In a third Feb. 20 Hickman poll, North Carolina Democratic Sen. Kay Hagan had a 50-point "effective recognition" advantage over the leading Republican, State House Speaker Thom Tillis (84% vs. 34%). Mr. Tillis only trailed by four points.

There is a similar pattern in blue states President Obama won in 2012. The Democratic opinion research firm Public Policy Polling showed incumbent Colorado Sen. Mark Udall narrowly ahead of Rep. Cory Gardner, 42%-40%, in a March 16 poll. Yet Mr. Gardner has been in the race only five weeks and has significantly less name recognition than Mr. Udall, having represented one-seventh of Colorado's citizens for two terms in the House.

An incumbent with much higher name recognition than an opponent—but only a narrow lead this early on—is evidence of a low ceiling of support. It also suggests that the challenger can rise as his background, values and agenda becomes better known.

Democrats understand this, which is why Sen. Harry Reid's Majority PAC, liberal interest groups, and some Democratic candidates have launched early attacks on Republican challengers, attacking Mr. Sullivan as a carpetbagger and Messrs. Cassidy, Cotton and Tillis as shills for the insurance industry. They want to define the GOP candidates before they define themselves—like the Obama campaign did to Mitt Romney in 2012.

It won't be easy for Republicans to offer the right mix of messages and raise the funds to deliver those messages. They must keep their fire trained on the economy, ObamaCare's shortcomings, the national debt and the military's hollowing-out. They must convince voters that Democratic incumbents have blindly followed Mr. Obama. And they need to sharpen awareness of their own histories and values. The last is often given short shrift.
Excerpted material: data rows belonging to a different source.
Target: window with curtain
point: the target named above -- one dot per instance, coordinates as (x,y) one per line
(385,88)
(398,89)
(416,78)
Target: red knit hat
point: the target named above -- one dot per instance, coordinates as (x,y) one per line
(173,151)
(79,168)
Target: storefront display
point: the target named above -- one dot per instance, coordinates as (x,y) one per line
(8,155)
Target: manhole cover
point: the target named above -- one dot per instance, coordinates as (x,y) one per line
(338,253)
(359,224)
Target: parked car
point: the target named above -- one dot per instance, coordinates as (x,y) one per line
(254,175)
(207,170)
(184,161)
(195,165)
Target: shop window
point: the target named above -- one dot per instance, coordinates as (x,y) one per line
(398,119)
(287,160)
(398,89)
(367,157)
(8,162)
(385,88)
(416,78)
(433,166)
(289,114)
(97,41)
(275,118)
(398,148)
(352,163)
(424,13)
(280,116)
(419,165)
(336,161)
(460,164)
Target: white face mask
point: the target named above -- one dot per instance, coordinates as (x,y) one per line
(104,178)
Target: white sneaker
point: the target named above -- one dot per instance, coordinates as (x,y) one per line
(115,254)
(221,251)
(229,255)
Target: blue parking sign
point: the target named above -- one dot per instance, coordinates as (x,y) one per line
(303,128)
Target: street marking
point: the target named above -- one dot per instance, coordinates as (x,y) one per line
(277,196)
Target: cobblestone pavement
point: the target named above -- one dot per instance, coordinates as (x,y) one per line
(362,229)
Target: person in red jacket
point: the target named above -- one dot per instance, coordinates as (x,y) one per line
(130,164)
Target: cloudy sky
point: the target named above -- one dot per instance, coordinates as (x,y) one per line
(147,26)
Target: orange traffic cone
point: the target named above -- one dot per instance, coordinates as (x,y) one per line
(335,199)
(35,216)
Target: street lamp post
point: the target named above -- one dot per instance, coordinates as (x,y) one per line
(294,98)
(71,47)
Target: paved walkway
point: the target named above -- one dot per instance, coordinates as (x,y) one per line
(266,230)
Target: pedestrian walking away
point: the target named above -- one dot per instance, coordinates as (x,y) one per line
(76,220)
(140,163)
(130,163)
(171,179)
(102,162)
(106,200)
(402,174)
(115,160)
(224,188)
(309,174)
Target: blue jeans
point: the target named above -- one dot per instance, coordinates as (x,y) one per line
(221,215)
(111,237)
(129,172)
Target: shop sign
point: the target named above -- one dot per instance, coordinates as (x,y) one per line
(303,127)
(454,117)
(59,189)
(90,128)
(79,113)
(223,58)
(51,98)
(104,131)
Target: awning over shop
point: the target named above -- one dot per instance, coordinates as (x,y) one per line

Right now, the Senate midterms feature crucial races between well-known, well-defined Democrat incumbents and lesser-known, largely undefined Republicans. The political map and landscape favors the GOP. But dislodging a sitting U.S. senator is hard—and Republican hopes of taking the Senate depends on doing exactly that. Republicans should be encouraged but not complacent. Mr. Reid and his allies will make certain these races get very intense and very ugly soon.

A version of this article appeared April 3, 2014, in the U.S. edition of The Wall Street Journal, with the headline Why The Senate Races Will Soon Get Ugly and online at WSJ.com.